RESEARCH SUMMARY

How much of our genome is functional? A surprising finding from the completion of the human genome sequence, over a decade ago, was that classical genes encoding proteins make up less than 2% of our DNA. Proteins are produced via RNA, which serves as a messenger molecule conveying the genetic blueprints encoded in DNA to the ribosome. It is now evident that the majority of the genome is transcribed to RNA at some point and that non-protein coding RNAs (ncRNAs) are involved in a wide variety of cellular processes. However, ncRNAs seldom display evidence of genetic sequence conservation, an evolutionary hallmark of molecular function. This is consistent with observations that less than 10% of the human genome is conserved throughout vertebrates.

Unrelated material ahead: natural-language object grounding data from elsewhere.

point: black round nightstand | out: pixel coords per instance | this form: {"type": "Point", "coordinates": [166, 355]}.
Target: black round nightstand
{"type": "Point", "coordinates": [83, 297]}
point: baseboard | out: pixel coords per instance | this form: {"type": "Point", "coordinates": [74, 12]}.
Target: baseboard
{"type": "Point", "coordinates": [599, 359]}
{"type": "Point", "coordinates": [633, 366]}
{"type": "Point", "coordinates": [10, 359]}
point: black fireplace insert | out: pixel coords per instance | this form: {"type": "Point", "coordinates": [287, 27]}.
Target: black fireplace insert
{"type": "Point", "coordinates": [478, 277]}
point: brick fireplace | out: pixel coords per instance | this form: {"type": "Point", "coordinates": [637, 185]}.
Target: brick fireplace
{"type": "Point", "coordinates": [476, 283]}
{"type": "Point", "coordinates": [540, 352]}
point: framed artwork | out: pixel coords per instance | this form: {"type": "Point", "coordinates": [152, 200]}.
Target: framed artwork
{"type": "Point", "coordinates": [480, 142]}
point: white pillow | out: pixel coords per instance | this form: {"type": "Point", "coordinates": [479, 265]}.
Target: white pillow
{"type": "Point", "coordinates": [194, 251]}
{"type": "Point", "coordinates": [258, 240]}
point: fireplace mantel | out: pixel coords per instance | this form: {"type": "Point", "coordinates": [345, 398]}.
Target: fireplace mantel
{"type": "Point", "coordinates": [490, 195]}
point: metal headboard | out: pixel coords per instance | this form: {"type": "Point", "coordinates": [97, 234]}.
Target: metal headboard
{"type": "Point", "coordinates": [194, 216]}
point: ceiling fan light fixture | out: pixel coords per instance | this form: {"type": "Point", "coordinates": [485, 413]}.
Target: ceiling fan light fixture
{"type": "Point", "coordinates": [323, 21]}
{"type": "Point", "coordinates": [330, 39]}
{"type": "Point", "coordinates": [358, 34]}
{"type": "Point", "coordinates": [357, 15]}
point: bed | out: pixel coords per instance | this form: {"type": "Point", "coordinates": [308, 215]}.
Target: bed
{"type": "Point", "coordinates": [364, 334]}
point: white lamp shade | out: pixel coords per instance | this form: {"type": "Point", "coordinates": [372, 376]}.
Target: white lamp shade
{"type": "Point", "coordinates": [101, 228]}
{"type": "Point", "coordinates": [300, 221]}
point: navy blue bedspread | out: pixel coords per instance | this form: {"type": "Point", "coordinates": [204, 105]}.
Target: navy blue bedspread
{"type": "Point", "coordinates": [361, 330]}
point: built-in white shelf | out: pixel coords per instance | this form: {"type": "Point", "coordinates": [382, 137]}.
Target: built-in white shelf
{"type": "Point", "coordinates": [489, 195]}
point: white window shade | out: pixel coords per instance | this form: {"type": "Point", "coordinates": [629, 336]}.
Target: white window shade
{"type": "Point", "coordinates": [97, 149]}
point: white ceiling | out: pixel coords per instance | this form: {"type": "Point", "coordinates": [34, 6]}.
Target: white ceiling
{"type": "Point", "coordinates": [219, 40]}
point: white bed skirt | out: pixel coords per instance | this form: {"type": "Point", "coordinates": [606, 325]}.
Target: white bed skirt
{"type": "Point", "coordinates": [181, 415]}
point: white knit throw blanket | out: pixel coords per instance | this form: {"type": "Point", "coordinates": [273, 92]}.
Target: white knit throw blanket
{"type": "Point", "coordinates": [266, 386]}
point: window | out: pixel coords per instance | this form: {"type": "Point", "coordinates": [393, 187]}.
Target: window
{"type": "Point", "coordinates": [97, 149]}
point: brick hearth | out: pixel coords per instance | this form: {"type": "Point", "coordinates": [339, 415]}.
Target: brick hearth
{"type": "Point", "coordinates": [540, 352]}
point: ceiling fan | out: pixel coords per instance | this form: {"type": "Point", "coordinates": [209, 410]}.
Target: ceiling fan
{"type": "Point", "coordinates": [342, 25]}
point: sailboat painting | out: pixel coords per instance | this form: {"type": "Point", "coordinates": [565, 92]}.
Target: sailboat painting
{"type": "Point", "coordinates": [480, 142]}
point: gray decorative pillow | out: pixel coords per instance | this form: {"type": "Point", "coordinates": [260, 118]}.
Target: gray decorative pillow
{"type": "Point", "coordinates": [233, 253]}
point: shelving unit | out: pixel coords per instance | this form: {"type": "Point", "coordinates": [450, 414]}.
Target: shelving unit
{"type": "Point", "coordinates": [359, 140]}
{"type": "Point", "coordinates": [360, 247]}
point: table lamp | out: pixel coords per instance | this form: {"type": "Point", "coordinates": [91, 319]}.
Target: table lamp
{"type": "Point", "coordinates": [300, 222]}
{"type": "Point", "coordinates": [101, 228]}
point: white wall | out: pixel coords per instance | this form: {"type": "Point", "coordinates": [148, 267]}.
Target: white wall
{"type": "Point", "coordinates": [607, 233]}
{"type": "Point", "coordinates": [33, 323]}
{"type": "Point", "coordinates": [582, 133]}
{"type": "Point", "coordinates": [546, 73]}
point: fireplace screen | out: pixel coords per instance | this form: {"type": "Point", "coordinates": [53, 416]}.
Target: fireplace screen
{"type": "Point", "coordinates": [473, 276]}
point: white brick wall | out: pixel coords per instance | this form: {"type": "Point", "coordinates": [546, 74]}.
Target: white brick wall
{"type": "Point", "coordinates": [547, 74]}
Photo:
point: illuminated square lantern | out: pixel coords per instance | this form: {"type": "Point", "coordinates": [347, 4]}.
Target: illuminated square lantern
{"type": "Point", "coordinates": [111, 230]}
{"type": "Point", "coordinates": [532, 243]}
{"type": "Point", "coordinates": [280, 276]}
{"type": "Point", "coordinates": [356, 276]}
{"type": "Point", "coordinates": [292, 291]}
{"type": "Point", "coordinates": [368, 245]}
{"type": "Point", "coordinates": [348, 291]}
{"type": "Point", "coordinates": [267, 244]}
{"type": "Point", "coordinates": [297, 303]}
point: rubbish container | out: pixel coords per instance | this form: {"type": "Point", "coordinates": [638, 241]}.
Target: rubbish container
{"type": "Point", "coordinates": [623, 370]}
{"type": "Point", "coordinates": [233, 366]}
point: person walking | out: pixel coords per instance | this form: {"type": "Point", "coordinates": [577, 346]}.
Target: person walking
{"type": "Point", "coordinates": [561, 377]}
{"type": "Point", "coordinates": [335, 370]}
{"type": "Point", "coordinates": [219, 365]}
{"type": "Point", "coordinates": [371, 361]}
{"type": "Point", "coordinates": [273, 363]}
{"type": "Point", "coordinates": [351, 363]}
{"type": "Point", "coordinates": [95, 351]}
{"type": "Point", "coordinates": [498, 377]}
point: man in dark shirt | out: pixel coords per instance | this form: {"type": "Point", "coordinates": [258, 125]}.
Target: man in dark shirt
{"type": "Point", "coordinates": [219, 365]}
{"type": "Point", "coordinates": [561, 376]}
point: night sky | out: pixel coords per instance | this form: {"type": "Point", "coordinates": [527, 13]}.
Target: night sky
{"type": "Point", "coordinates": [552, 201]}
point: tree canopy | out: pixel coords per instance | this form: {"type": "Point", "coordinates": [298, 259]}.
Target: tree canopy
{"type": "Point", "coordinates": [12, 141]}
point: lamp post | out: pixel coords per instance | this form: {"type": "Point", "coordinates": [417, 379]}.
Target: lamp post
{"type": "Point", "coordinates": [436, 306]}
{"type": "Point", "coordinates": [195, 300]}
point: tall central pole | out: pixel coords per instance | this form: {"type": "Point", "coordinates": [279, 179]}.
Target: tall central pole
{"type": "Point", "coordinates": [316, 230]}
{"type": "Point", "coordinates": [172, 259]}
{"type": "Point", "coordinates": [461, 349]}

Here, we compared the genomic sequences of 35 mammals for evidence of conserved, higher-order structural features that are characteristic of functional RNA molecules. We employed computational tools to identify patterns of genetic mutations indicative of conserved RNA structure, which suggest that upwards of 30% of our genome undergoes natural purifying selection at this level. Our findings expose millions of novel functional genomic regions that will assist researchers in uncovering the precise molecular mechanisms underlying complex diseases, development, and evolution.

SCIENTIFIC ABSTRACT

Evolutionarily conserved RNA secondary structures are a robust indicator of purifying selection and, consequently, molecular function. Evaluating their genome-wide occurrence through comparative genomics has consistently been plagued by high false-positive rates and divergent predictions. We present a novel benchmarking pipeline aimed at calibrating the precision of genome-wide scans for consensus RNA structure prediction. The benchmarking data obtained from two refined structure prediction algorithms, RNAz and SISSIz, were then analyzed to fine-tune the parameters of an optimized workflow for genomic sliding window screens. When applied to consistency-based multiple genome alignments of 35 mammals, our approach confidently identifies over 4 million evolutionarily constrained RNA structures using a conservative sensitivity threshold that entails historically low false discovery rates for such analyses (5-22%). These predictions comprise 13.6% of the human genome, 88% of which fall outside any known sequence-constrained element, suggesting that a large proportion of the mammalian genome is functional. As an example, our findings identify both known and novel conserved RNA structure motifs in the long non-coding RNA MALAT1. This study provides an extensive set of functional transcriptomic annotations that will assist researchers in uncovering the precise mechanisms underlying the developmental ontologies of higher eukaryotes.

Accepted for publication in Nucleic Acids Research on 16 June 2013.